‘als ik dit van tevoren had geweten was ik er nooit aan begonnen’

Afgelopen week mocht ik in een jury de eindpresentaties beoordelen van een kort leertraject over burgerplanvorming bij gebiedsontwikkeling, verzorgd door LSA en KNHM. Als voorproefje van die leergang had ik op verzoek van hen een masterclass over dit thema verzorgd en ik bedacht me dat het geen kwaad kan om nog een paar dingen daaruit breder te delen. Ik ga het hier niet hebben over een aantal basisnoties voor ieder initiatief (heldere en wervende boodschap, krachtenveldanalyse, netwerk opbouwen, haalbaar plan, financiering regelen etcetera). Ik richt me in dit verhaal op de vraag hoe je het ingewikkelde dansje met de systeemwereld van gemeentelijke planprocedures, grond- en vastgoedbeleid en gebiedsontwikkeling op een soepele manier kunt uitvoeren.  En vooral hoe je niet verstrikt raakt wanneer het been dat zich aan wil passen aan die danspartner een andere kant op gaat dan het been dat beweegt op de maat van de eigen drijfveren en onbevangenheid. Hier komen mijn belangrijkste lessen, geschreven voor de initiatiefnemers maar hopelijk doen de mensen die hen daarbij kunnen helpen er ook hun voordeel mee.

1- Laat je energie en onbevangenheid niet weglekken
Herken je deze verzuchting: ‘als ik alles van te voren had geweten, was ik er nooit aan begonnen’? Dat roepen veel initiatiefnemers, hopelijk pas als ze voldoende ver in het oerwoud zijn doorgedrongen dat er hoop gloort. Zeker in de wereld van gebiedsontwikkeling is alles taai en duurt alles zo lang en de redding voor veel burgerinitiatieven is dat ze daar nog niet zo’n weet van hebben als ze aan het avontuur beginnen. Wanneer je  vervolgens jaren bezig bent met planprocessen, vergunningen, aanbestedingen, grondposities en lobbyen dan is het vuur waarmee je ooit aan het initiatief begon soms nog maar een klein waakvlammetjes. Je zult steeds meer te weten komen over hoe het werkt en alle tegenslagen daarin moeten incasseren.
Je houdt dat alleen maar vol door zuinig te zijn op de brandstof (ideaal, onbevangenheid, bezetenheid, lol, fijne mensen om je heen, waardering, ) die je in beweging houdt. Vergeet nooit dat de gunfactor waardoor mensen je willen helpen gebaseerd is op de drijfveren waarmee het begon en op je vermogen anderen met dat optimisme te besmetten.
Wat wel spannend is: het is vaak een individu die het initiatief op gang bracht maar het initiatief transformeert gaandeweg tot een collectiviteit waarin meerdere mensen drager zijn.

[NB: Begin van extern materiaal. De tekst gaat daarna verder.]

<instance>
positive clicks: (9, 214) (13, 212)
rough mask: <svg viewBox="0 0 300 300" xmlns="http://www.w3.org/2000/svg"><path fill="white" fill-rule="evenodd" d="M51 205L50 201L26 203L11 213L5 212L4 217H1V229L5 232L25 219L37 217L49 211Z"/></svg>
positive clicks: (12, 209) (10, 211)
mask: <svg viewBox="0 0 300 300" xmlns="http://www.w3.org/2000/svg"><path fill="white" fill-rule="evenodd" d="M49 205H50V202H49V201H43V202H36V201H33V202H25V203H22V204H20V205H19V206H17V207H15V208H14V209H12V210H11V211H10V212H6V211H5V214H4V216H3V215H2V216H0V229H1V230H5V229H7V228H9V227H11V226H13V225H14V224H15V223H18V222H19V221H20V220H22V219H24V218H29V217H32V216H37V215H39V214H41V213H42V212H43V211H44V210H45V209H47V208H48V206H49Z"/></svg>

Het groeimodel van de meeste burgerinitiatieven is ook meer ‘het verbreden van het collectief en het eigenaarschap’ en veel minder ‘ik als initiatiefnemer ga wat mooie dingen doen voor anderen’. Dat oogt over het algemeen waardering en een grote gunfactor (inclusiviteit! draagvlak! gemeenschap!). Het risico is dan wel dat je als bescheiden initiatief wordt afgerekend op doelen die je helemaal (nog) niet kunt waarmaken en eigenlijk de doelen van anderen zijn. Ook hier dus de waarschuwing: blijf trouw aan je eigen drijfveren en laat je niet verantwoordelijk maken voor de doelen van de overheid en pas op dat je initiatief niet ingekapseld raakt in het overheidsbeleid.         

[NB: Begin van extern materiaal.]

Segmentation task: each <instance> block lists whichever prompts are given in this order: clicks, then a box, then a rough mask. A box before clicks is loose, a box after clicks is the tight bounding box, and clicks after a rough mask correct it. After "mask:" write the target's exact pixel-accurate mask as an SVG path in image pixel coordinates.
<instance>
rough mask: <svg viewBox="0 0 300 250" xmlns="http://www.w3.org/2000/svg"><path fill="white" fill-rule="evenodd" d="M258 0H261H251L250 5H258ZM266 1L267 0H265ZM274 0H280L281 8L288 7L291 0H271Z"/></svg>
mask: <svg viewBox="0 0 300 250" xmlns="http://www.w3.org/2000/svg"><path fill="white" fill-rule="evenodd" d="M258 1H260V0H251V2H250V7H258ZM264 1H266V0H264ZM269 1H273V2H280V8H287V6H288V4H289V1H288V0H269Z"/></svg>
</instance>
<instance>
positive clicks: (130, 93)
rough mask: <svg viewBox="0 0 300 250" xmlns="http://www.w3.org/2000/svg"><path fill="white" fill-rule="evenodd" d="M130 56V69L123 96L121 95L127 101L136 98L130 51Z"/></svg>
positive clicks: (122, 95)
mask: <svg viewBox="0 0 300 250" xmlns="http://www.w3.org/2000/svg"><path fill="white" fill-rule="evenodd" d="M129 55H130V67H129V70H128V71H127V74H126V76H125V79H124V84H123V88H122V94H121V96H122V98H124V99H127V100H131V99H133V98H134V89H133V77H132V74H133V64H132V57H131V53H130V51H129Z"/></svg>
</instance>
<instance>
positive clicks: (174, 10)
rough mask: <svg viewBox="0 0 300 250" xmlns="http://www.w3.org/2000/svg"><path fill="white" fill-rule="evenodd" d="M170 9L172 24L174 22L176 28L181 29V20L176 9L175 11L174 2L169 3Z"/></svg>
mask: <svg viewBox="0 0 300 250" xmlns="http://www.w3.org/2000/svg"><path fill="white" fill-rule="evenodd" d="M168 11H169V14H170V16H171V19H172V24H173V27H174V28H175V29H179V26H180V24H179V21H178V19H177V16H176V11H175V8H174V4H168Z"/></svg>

2- Laat je niet opsluiten in een hokje of doorsturen naar een ander loket
In de jury kregen we een discussie over de vraag wat nu eigenlijk een burgerinitiatief is. Dat zit denk ik ergens tussen een sociaal ondernemer (‘ik ben uiteindelijk ondernemer maar ik doe het niet voor het geld’), maatschappelijke belangengroepen (‘wij claimen een plek voor onszelf en/of een specifieke maatschappelijk belang’) en buurtinitiatieven (‘we willen zelf iets bijdragen aan/greep krijgen op de ontwikkeling van onze buurt’). In de wereld daartussen bevinden zich (zelfbenoemde) gebiedsmakelaars, communitybuilders, erfgoedbewakers, wooncollectieven, energiecoöperaties, aanjagers van de buurteconomie, placemakers enzovoorts. En vooral initiatiefnemers die verschillende van deze rollen vermengen.  Want dat is kenmerkend voor burgerinitiatieven: er treedt een symbiose op tussen ondernemerschap, activisme en gemeenschapszin en een symbiose tussen meerdere doelen en vormen van waardencreatie. Er wordt simultaan gebouwd aan economische vitaliteit, omgevingskwaliteit, leefbaarheid, sociale mobiliteit, duurzaamheid, gezondheid en samenlevingsopbouw, juist door die niet allemaal als aparte doelen te gaan afvinken.
Dat verhoudt zich slecht tot de procedures, geldstromen en hokjes van de overheid. Ze passen niet keurig in een sectorale indeling en zijn noch ‘gewoon’ ondernemer  (ondernemersloket, aanbesteding, steun voor startups) noch ‘gewoon’ vrijwilliger (welzijnswerk, vrijwilligerscentrale, subsidie). Bij gebiedsontwikkeling zijn deze initiatieven daarom niet de voor de hand liggende partners met wie programma’s ontwikkeld worden en voor wie tenders worden uitgeschreven. Pas dus op dat de overheid in haar onmacht om hiermee te dealen probeert je in een categorie te vangen die geen recht doet aan die meervoudigheid. Of dat het ene deel van de overheid je probeert door te schuiven naar een ander loket (‘misschien kun je beter aankloppen bij het initiatievenfonds’)
Blijf vooral benadrukken dat het juist je kracht is dat je de verkokerde wereld overstijgt. Je zult dan vaak zelf wel moeten shoppen tussen meerdere loketten en zelf bruggetjes moeten bouwen tussen verkavelde beleidsvelden, procedures en geldpotten. Feitelijk ben je heelmeester van een verscheurde overheid die de natuurlijke samenhang der dingen is kwijtgeraakt door te veel te denken vanuit producten en sectoren.  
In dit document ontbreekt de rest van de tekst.